Près de dix ans après les faits, c’est un procès hors norme qui s’ouvre ce lundi au tribunal correctionnel de Paris. Une entreprise du CAC 40, France Télécom (Orange aujourd’hui), son ancien PDG Didier Lombard, et six dirigeants sont jugés pour harcèlement moral à grande échelle. Ils vont devoir répondre de leur gestion et de ses conséquences sur le climat social au sein du groupe. Le procès va durer deux mois. Il doit permettre de faire toute la lumière sur la vague de suicides qui a eu lieu dans l’entreprise entre 2006 et 2009. La procédure judiciaire a finalement retenu le cas de 39 salariés, dont 19 qui se sont donnés la mort, 12 qui ont tenté d’attenter à leur vie, et 12 victimes de dépression ou d’arrêt de travail. Les anciens dirigeants encourent chacun 15.000 euros d’amende et un an de prison. France Télécom, de son côté, encourt 75.000 euros d’amende.

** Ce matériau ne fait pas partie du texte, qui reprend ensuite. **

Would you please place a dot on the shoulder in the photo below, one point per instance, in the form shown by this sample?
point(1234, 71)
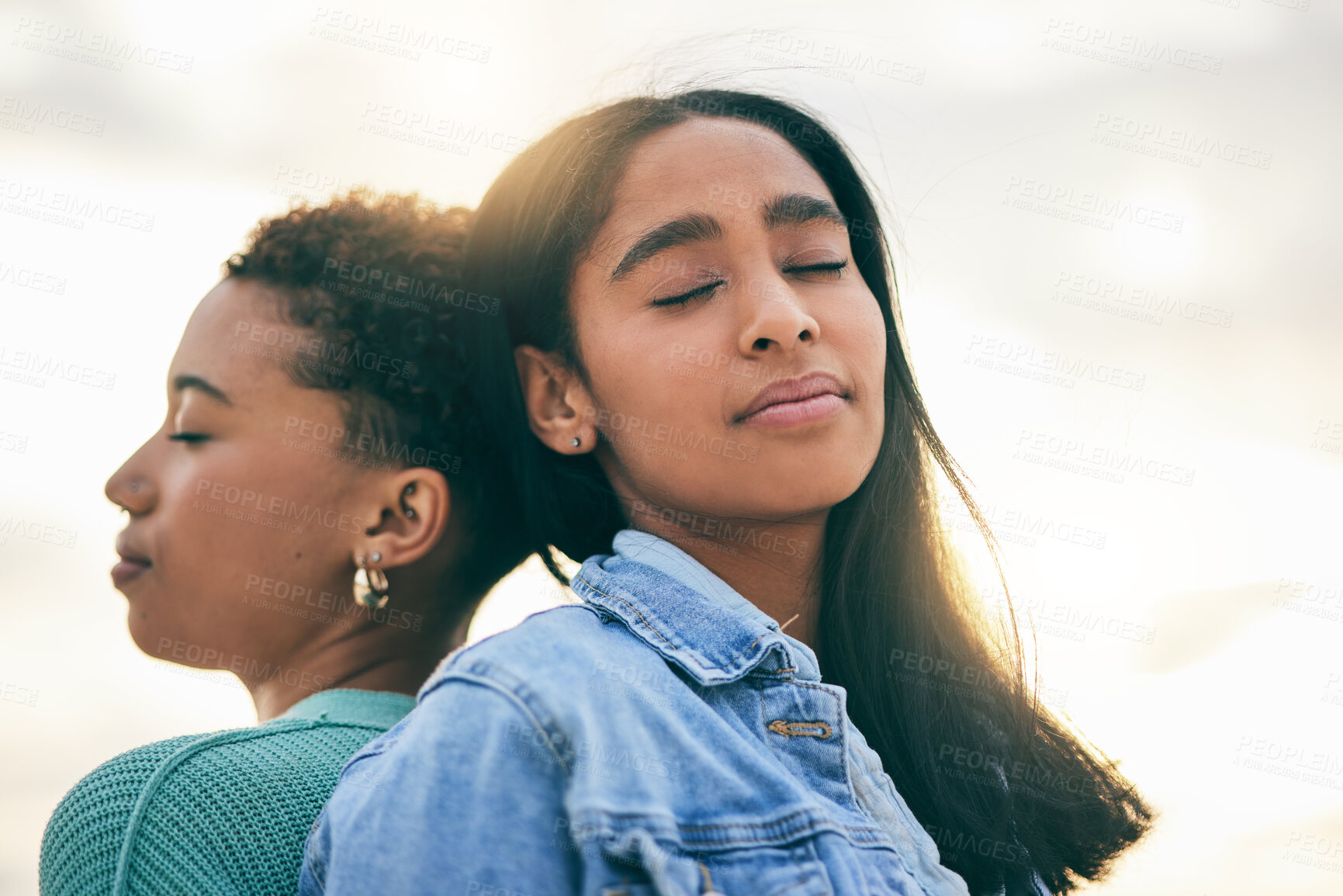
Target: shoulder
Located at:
point(189, 801)
point(554, 655)
point(566, 669)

Le procès est exceptionnel, car c’est la première fois qu’une entreprise de la taille de France Télécom et ses anciennes principales têtes de pont devront répondre de leur politique. C’est en particulier leur exécution du plan NEXT qui est dans le collimateur de la justice. Entre 2006 et 2008, celui-ci visait à restructurer largement le groupe en supprimant quelques 22.000 postes sur les 120.000 que comptait l’entreprise. Et ce, dans un contexte où France Télécom était lourdement endetté et confronté à de féroces rivaux après l’ouverture à la concurrence du secteur. Pour les syndicats, qui ont fait office de lanceurs d’alerte dans cette affaire, ce plan a débouché sur le climat social délétère qui a poussé des salariés à mettre fin à leur vie.

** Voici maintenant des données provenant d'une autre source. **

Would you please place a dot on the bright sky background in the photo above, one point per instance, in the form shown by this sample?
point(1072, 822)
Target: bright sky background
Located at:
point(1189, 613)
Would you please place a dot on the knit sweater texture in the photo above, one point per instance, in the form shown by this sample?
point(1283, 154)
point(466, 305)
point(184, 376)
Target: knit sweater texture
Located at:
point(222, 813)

Les syndicats dénoncent un « système de harcèlement »
C’est ce qu’a affirmé, le mois dernier, Patrick Ackermann, responsable chez Sud :
« On a assisté à la mise en place d’un système de harcèlement institutionnel, dit-il. Elle est partie du plus haut niveau de la hiérarchie de l’entreprise et s’est déclinée jusqu’en bas, auprès des cadres de premier niveau, avec des violences qui ont débouché sur des situations terribles, dont des suicides. »

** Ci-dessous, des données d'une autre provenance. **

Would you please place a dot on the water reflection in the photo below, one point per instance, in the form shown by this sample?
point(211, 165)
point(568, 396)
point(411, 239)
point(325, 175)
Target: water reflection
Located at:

Concrètement, l’ancienne direction de France Télécom est mise en cause pour avoir mené, pendant l’exécution de NEXT, « une politique visant à déstabiliser les salariés » et les faire partir, via des mesures d’isolements, de mises au placard, des missions aux objectifs impossibles à tenir, ou des changements de poste. Didier Lombard avait affirmé dans une formule choc sa détermination à aller au bout du plan de départs. « Je les ferai […] d’une façon ou d’une autre par la fenêtre ou par la porte », avait-il déclaré, selon un compte-rendu d’une réunion de cadres en date du 20 octobre 2006 et publié dans Le Parisien.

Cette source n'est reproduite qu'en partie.